Le mouvement né du campement d’Agdim Izik n’a pas encore débouché sur des avancées concrètes. Pour autant, on ne peut pas dire que rien n’ait changé. Les obstructions systématiques du Maroc ne lui ont jamais valu la moindre sanction depuis 1991. A titre d’exemple, l’ONU n’avait pas émis la moindre protestation à l’interdiction faite aux journalistes de se rendre sur le site du campement lors de son démantèlement. Grâce à l’activisme de la France au Conseil de sécurité, le Royaume alaouite a même réussi à obtenir que les Droits de l’homme ne fassent pas partie du mandat de la MINURSO, alors que toutes les missions de l’ONU sont normalement dotées de cette prérogative. Plusieurs événements récents laissent cependant penser que la situation du Maroc ne restera pas longtemps si confortable.

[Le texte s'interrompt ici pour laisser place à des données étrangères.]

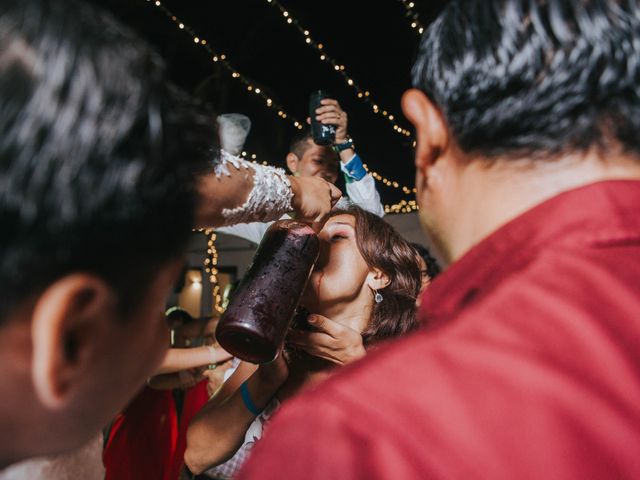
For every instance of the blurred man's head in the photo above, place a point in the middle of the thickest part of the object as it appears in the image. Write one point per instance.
(97, 163)
(307, 159)
(539, 96)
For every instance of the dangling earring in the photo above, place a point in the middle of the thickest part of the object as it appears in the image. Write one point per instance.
(377, 297)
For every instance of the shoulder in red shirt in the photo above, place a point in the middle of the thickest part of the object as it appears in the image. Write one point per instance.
(529, 366)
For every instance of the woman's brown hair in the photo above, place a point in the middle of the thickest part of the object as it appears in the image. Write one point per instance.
(383, 248)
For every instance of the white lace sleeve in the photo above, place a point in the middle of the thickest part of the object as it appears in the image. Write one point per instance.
(270, 197)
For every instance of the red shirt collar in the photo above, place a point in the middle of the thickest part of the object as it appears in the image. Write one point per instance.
(602, 212)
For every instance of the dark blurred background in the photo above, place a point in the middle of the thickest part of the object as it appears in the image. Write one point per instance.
(373, 40)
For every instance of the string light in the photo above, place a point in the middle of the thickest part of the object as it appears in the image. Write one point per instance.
(389, 183)
(362, 94)
(222, 60)
(412, 16)
(402, 207)
(383, 180)
(210, 267)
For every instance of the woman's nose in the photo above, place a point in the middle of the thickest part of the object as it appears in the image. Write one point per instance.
(323, 256)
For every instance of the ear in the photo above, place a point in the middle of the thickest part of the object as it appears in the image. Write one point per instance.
(292, 162)
(431, 128)
(68, 334)
(377, 279)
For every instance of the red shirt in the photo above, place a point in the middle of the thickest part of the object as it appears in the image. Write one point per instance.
(530, 367)
(142, 439)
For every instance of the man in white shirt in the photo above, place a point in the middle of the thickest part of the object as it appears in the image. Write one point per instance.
(306, 159)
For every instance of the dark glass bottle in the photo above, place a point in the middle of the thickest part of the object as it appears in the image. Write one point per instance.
(255, 323)
(322, 134)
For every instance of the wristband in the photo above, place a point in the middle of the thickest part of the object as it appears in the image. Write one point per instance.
(246, 399)
(213, 357)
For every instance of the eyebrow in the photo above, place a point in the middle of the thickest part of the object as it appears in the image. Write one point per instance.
(341, 223)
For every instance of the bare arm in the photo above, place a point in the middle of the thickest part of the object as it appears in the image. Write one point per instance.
(217, 431)
(178, 359)
(181, 380)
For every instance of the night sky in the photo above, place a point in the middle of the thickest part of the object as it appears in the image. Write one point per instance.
(373, 40)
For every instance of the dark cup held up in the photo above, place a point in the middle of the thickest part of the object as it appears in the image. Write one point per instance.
(322, 134)
(259, 315)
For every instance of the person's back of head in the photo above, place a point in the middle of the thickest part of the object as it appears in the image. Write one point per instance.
(538, 97)
(521, 78)
(98, 155)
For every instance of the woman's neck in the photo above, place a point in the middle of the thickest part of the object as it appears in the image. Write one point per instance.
(355, 313)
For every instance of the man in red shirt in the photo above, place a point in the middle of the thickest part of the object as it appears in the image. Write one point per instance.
(528, 176)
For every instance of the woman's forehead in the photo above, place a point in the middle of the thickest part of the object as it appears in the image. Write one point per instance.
(342, 218)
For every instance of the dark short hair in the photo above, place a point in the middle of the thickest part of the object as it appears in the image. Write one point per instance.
(381, 246)
(300, 142)
(535, 77)
(433, 269)
(98, 153)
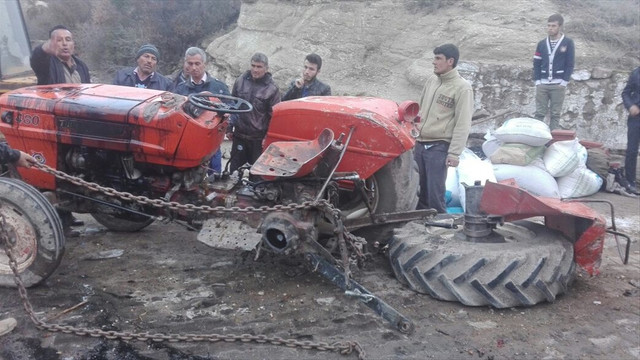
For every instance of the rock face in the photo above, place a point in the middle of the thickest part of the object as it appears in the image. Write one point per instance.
(383, 48)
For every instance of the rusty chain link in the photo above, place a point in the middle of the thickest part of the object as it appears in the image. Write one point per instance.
(344, 348)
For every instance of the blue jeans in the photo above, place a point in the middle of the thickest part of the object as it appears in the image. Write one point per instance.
(432, 166)
(549, 96)
(216, 162)
(631, 155)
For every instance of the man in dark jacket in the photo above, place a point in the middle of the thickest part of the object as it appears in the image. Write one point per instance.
(198, 80)
(54, 61)
(553, 64)
(308, 84)
(248, 129)
(631, 100)
(195, 60)
(144, 75)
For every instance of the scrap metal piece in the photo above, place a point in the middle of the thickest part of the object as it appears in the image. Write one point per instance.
(381, 308)
(221, 233)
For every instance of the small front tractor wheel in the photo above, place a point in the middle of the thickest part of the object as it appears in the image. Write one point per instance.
(34, 230)
(533, 265)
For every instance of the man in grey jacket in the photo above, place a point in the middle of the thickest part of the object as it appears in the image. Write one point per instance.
(145, 74)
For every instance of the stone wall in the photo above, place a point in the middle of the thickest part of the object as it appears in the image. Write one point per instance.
(384, 48)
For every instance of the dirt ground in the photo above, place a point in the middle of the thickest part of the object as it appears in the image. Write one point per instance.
(162, 280)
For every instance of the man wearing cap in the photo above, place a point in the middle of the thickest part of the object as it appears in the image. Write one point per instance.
(54, 61)
(144, 75)
(199, 80)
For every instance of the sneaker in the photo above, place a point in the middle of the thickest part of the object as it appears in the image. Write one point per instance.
(7, 325)
(76, 222)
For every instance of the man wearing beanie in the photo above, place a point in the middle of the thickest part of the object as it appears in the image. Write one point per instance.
(144, 75)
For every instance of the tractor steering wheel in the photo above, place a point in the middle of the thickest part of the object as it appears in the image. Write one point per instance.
(226, 105)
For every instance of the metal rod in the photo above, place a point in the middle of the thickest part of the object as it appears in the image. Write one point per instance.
(344, 150)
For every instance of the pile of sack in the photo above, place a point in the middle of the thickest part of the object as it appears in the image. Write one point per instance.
(523, 149)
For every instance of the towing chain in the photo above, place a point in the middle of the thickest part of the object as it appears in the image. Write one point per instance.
(344, 348)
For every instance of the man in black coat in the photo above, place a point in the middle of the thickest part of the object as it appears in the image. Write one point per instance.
(54, 61)
(308, 84)
(199, 80)
(553, 64)
(631, 100)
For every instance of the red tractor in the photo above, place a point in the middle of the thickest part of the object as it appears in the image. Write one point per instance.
(332, 166)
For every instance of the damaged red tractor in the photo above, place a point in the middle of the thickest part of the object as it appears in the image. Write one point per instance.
(332, 167)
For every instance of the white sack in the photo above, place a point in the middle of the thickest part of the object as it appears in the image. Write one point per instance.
(532, 178)
(527, 131)
(562, 157)
(470, 169)
(581, 182)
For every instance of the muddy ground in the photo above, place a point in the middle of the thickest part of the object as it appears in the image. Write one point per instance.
(165, 281)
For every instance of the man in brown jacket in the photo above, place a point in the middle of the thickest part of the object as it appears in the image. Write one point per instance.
(247, 130)
(446, 107)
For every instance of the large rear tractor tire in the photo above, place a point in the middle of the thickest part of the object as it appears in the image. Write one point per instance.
(535, 264)
(393, 188)
(34, 230)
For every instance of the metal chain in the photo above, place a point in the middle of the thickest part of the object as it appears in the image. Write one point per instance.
(160, 203)
(323, 205)
(344, 348)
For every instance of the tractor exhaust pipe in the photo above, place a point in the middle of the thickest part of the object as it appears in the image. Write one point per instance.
(283, 233)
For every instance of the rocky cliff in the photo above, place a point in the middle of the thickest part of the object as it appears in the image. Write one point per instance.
(384, 48)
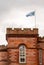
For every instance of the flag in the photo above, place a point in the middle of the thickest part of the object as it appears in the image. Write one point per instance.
(31, 14)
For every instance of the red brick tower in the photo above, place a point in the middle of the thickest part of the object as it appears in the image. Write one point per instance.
(22, 46)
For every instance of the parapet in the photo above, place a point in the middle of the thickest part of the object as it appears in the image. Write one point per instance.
(3, 48)
(20, 31)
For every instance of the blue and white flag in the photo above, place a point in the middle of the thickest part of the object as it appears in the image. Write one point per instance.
(31, 14)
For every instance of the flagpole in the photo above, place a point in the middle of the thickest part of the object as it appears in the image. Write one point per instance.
(35, 20)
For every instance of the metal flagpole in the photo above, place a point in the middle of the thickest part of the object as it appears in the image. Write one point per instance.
(35, 20)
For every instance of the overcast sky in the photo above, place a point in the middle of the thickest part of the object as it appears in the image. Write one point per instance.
(13, 14)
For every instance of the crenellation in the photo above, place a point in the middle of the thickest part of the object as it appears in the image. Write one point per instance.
(20, 31)
(41, 38)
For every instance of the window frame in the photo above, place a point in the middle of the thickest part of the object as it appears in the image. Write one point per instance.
(20, 53)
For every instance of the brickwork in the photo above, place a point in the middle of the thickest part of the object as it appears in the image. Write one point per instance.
(16, 38)
(3, 55)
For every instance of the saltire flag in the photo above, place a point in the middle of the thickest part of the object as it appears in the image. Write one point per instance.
(30, 14)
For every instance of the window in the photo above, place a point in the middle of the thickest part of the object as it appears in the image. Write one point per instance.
(40, 56)
(22, 54)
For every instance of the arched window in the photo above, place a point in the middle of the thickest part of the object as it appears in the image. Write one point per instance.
(22, 54)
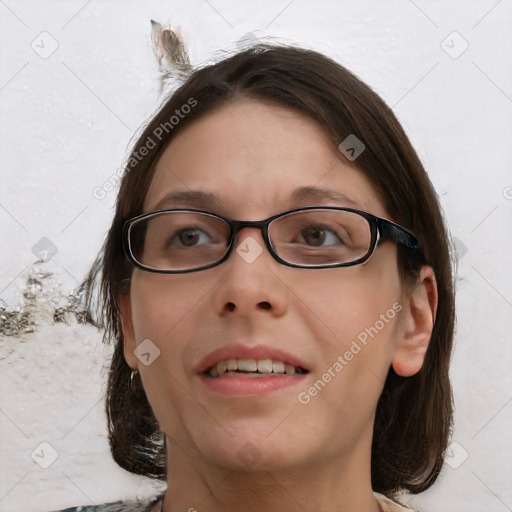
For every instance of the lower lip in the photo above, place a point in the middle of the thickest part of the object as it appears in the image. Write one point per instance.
(245, 385)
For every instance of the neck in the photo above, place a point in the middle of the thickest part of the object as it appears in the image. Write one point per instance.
(324, 486)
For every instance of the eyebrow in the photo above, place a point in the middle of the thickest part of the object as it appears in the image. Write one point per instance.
(208, 201)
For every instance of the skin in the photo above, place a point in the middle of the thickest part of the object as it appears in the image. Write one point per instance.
(317, 456)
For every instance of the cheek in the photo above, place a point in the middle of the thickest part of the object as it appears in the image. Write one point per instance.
(162, 304)
(355, 311)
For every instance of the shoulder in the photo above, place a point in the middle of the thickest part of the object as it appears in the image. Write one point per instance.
(388, 505)
(153, 505)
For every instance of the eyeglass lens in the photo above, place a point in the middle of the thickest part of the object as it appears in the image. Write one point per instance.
(188, 240)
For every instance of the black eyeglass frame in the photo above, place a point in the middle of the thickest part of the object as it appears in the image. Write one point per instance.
(380, 229)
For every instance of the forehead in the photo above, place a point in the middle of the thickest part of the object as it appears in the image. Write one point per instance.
(253, 159)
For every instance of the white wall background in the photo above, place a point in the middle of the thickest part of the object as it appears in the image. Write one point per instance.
(66, 122)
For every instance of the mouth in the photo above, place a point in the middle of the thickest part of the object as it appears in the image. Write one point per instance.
(252, 368)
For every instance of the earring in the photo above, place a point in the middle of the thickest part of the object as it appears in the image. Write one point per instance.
(132, 375)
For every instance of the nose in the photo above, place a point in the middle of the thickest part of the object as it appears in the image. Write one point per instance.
(251, 282)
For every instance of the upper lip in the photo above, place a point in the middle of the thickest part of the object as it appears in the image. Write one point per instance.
(240, 351)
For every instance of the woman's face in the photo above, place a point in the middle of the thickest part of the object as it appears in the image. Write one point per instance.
(342, 324)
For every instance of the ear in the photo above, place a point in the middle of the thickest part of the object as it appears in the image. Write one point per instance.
(130, 345)
(418, 321)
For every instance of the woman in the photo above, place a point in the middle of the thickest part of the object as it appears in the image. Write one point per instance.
(296, 363)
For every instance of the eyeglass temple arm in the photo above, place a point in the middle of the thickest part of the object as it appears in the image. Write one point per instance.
(400, 235)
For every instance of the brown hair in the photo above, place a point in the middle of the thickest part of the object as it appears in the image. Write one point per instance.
(414, 416)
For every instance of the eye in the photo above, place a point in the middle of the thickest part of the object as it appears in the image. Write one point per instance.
(317, 234)
(189, 237)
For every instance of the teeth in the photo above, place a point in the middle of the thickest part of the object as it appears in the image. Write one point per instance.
(232, 365)
(290, 370)
(278, 367)
(247, 365)
(263, 366)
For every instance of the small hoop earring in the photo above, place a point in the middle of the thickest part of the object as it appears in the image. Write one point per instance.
(132, 375)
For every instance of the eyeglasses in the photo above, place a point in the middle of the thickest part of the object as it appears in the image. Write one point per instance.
(180, 240)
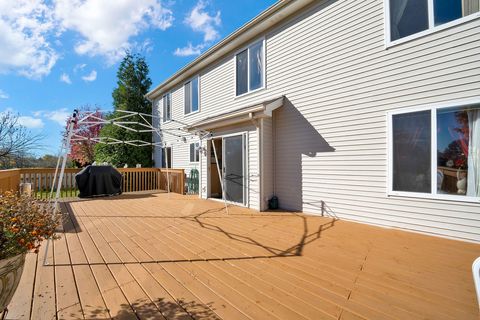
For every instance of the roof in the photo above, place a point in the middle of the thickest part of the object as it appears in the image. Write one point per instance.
(256, 111)
(264, 21)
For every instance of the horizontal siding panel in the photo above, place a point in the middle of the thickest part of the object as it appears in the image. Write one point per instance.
(330, 138)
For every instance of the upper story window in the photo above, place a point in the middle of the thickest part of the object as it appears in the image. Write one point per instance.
(167, 107)
(250, 68)
(436, 152)
(408, 17)
(191, 90)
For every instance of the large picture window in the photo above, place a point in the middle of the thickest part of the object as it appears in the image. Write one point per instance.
(191, 96)
(249, 65)
(436, 152)
(167, 107)
(408, 17)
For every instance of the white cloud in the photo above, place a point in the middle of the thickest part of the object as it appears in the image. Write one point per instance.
(90, 77)
(60, 116)
(24, 28)
(107, 26)
(3, 95)
(29, 28)
(30, 122)
(189, 50)
(65, 78)
(201, 21)
(79, 67)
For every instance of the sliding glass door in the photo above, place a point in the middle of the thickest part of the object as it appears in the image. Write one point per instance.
(234, 168)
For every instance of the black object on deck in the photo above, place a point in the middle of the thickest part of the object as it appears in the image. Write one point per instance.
(95, 181)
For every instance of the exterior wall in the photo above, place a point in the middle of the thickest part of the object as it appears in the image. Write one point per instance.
(266, 161)
(340, 81)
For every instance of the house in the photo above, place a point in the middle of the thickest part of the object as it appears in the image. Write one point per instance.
(366, 110)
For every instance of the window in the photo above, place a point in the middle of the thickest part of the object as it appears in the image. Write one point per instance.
(167, 107)
(250, 67)
(191, 96)
(436, 152)
(194, 152)
(408, 17)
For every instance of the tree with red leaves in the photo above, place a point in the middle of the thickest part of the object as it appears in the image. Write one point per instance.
(83, 152)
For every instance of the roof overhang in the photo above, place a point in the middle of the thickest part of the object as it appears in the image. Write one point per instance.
(250, 113)
(248, 32)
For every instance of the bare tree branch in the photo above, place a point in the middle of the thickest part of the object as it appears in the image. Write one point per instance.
(15, 139)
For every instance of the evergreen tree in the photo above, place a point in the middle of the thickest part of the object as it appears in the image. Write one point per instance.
(132, 85)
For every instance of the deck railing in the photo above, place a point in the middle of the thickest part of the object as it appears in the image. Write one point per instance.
(134, 179)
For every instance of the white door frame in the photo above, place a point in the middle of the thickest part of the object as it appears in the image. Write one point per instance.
(245, 151)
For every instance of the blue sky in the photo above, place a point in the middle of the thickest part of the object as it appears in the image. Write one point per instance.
(62, 54)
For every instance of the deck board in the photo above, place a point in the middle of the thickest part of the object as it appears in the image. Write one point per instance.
(154, 256)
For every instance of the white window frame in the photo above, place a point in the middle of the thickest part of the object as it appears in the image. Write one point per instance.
(169, 96)
(247, 47)
(198, 93)
(196, 145)
(431, 25)
(433, 194)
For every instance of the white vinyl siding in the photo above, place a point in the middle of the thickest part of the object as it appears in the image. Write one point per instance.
(192, 99)
(194, 152)
(250, 68)
(167, 107)
(339, 80)
(409, 19)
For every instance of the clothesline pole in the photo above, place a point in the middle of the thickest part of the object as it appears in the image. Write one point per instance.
(220, 176)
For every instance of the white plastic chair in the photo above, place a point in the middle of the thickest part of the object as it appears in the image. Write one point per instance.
(476, 278)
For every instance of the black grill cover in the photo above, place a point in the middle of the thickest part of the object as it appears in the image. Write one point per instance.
(94, 181)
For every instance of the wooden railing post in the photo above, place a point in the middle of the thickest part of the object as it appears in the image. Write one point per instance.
(134, 179)
(10, 180)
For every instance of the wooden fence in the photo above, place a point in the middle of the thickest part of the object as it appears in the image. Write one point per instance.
(134, 179)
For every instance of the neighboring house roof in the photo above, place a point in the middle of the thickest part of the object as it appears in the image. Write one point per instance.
(264, 21)
(259, 110)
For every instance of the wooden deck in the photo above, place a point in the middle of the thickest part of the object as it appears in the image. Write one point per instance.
(162, 256)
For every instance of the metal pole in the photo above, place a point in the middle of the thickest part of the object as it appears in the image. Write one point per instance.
(168, 169)
(66, 145)
(220, 176)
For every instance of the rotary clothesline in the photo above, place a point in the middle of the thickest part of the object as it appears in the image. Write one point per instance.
(87, 119)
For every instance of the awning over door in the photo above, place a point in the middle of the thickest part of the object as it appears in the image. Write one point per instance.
(257, 111)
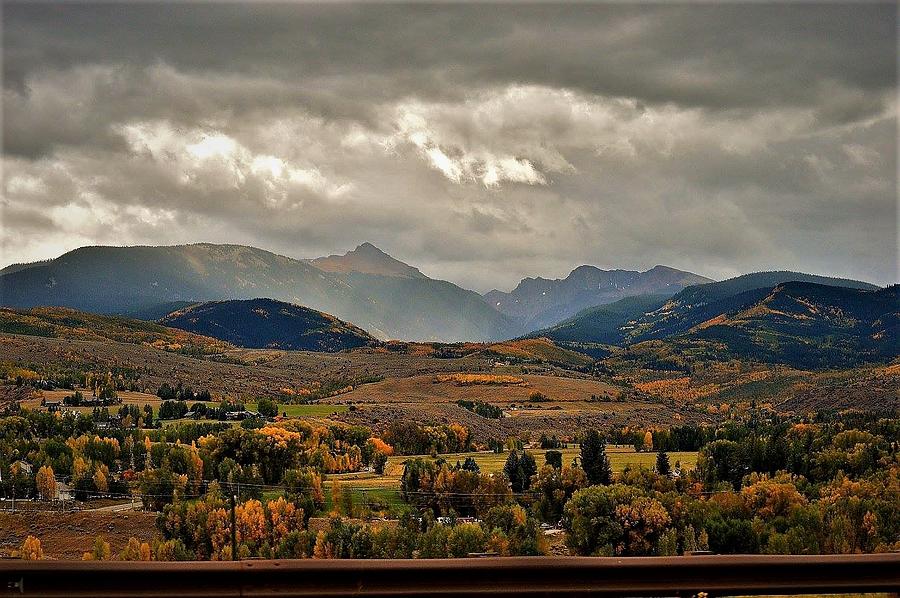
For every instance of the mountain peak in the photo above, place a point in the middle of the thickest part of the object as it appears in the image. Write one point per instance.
(367, 259)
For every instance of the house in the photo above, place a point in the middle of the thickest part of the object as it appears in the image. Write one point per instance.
(241, 415)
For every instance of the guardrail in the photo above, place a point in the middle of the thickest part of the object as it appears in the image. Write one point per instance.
(512, 576)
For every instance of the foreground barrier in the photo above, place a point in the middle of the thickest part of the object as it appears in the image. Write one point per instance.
(515, 576)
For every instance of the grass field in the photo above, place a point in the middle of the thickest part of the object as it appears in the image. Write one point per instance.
(389, 483)
(312, 410)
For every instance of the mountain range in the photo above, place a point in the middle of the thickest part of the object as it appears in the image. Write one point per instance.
(775, 317)
(269, 324)
(214, 291)
(388, 298)
(541, 302)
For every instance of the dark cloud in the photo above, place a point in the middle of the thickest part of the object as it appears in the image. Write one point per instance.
(480, 142)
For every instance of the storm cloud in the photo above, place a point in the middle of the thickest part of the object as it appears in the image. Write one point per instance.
(481, 143)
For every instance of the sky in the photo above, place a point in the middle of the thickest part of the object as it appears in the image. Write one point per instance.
(480, 143)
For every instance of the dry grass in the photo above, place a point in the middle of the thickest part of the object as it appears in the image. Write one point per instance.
(424, 390)
(69, 535)
(619, 457)
(480, 379)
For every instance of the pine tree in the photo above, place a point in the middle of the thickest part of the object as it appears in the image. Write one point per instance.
(513, 471)
(594, 460)
(662, 463)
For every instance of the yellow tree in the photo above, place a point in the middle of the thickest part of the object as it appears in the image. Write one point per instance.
(135, 550)
(100, 481)
(46, 482)
(31, 549)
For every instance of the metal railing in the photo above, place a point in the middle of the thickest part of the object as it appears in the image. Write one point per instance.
(513, 576)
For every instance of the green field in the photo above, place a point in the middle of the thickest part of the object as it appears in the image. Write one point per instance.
(619, 457)
(311, 410)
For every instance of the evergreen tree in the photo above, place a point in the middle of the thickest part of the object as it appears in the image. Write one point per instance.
(594, 460)
(471, 465)
(662, 463)
(529, 468)
(513, 471)
(554, 459)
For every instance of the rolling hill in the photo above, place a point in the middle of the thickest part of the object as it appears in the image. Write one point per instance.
(269, 324)
(801, 324)
(602, 324)
(150, 281)
(540, 302)
(61, 322)
(366, 259)
(697, 304)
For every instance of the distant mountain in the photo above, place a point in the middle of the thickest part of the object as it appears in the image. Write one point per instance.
(269, 324)
(697, 304)
(146, 280)
(62, 322)
(540, 302)
(602, 324)
(367, 259)
(805, 325)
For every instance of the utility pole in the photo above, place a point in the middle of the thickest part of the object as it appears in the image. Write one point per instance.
(233, 529)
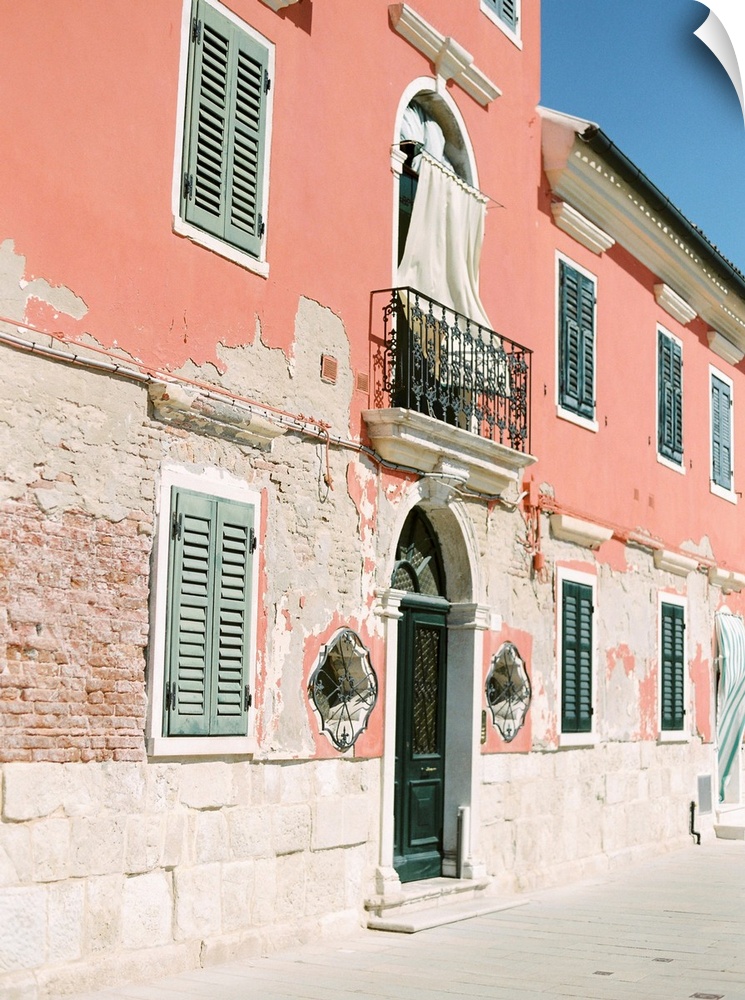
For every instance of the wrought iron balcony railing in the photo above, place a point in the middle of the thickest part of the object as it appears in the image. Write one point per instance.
(436, 361)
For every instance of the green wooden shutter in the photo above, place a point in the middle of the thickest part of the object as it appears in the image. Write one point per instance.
(576, 341)
(672, 667)
(506, 10)
(576, 657)
(670, 398)
(232, 618)
(226, 131)
(209, 616)
(190, 584)
(721, 433)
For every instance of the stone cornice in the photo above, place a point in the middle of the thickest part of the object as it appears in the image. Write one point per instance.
(673, 304)
(572, 222)
(451, 60)
(278, 5)
(581, 177)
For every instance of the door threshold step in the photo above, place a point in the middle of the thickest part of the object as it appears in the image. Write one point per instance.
(726, 831)
(449, 913)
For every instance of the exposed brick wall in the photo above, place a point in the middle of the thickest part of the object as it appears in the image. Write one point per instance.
(74, 590)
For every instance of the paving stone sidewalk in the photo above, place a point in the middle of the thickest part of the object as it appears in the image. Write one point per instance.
(663, 930)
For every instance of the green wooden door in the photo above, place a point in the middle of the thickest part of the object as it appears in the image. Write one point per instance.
(420, 740)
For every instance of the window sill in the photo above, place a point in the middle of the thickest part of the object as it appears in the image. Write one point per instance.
(200, 746)
(574, 418)
(181, 228)
(572, 741)
(719, 491)
(406, 437)
(673, 736)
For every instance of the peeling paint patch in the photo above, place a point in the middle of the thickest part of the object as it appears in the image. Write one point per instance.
(623, 656)
(613, 555)
(648, 727)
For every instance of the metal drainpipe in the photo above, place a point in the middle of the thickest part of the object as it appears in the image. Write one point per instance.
(693, 833)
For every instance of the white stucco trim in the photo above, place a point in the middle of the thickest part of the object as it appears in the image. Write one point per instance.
(663, 459)
(720, 491)
(514, 36)
(561, 411)
(221, 484)
(450, 59)
(579, 176)
(180, 226)
(564, 574)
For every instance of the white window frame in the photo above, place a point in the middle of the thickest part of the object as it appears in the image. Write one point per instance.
(570, 740)
(259, 265)
(663, 459)
(562, 412)
(719, 491)
(672, 735)
(514, 36)
(221, 484)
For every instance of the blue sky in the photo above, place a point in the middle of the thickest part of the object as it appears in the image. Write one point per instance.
(636, 68)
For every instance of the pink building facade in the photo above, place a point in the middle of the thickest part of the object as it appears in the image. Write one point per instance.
(370, 483)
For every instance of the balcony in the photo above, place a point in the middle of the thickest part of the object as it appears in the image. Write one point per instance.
(448, 391)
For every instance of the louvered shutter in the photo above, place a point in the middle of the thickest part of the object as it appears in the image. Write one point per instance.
(231, 620)
(209, 614)
(576, 341)
(506, 10)
(721, 433)
(576, 715)
(190, 584)
(670, 398)
(673, 667)
(226, 131)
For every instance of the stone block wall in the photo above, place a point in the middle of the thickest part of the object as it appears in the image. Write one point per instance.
(127, 869)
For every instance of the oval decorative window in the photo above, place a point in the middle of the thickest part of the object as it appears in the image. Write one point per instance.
(508, 691)
(343, 688)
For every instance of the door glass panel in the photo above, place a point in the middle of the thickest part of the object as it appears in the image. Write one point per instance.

C’est l’ONU qui a haussé le ton en premier. En avril, le Secrétaire général Ban Ki-moon déclarait que la MINURSO «était incapable d’exercer complètement son rôle de maintien de la paix, d’observation et d’information» en raison des nombreuses obstructions marocaines —allant jusqu’à l’espionnage. L’émissaire spécial du Secrétaire général, Christopher Ross, a également revendiqué que le contrôle des Droits de l’homme soit rajouté au mandat de la MINURSO. La réponse du Maroc ne s’est pas faite attendre qui annonçait le 17 mai retirer «sa confiance» à Christopher Ross. Aussitôt, la France lui emboîtait servilement le pas en estimant qu’il n’était pas réaliste que Ross soit maintenu en fonction…

Reprendre les armes
en toute légalité internationale
Mais Christopher Ross a été maintenu, et plusieurs organismes se sont engouffrés dans la brèche ouverte par l’ONU. Ainsi, début septembre, la Fondation Robert Kennedy rendait public un rapport dénonçant «l’omniprésence des forces de sécurité, les violations du droit à la vie, à la liberté, à l’intégrité physique, à la liberté d’expression, de réunion et d’association» des Sahraouis. Le Maroc avait à peine le temps de dénoncer «la nature biaisée de cette association» que c’est le rapporteur spécial de l’ONU sur la torture et les traitements inhumains et dégradants qui en remettait une couche: «à ce qu’il paraît il existe en haut lieu un compromis pour éradiquer la torture [mais ce] compromis n’arrive pas à tous les niveaux de l’autorité, […] l’usage de la torture est systématique au Maroc pour les cas impliquant des manifestants anti-gouvernementaux et ceux qui sont accusés de terrorisme».
Alors que la position du Maroc devient de plus en plus inconfortable à l’ONU, le Front Polisario s’active sur un autre front. Il rappelle que «quand les Sahraouis ont signé le cessez-le-feu, il s’agissait d’un cessez-le-feu provisoire pour célébrer un référendum d’auto-détermination, et ce dernier ne s’est pas tenu». Il estime par conséquent pouvoir reprendre les armes en toute légalité internationale. Dans une interview à Gara qui a eu pas mal d’écho, Mohamed Abdelaziz, le Président de la République Arabe Sahraouie Démocratique (RASD) est allé jusqu’à déclarer qu’un «éventuel retour à la guerre est plus plausible que jamais». Gageons que les puissances occidentales, qui sont déjà bien préoccupées par la stabilité de la région, auront reçu le message…
Le «Printemps sahraoui» initié à Agdim Izik aura donc au moins ébranlé un statu quo dont tout le monde à part les Sahraouis semblait s’accommoder. Vivement l’été!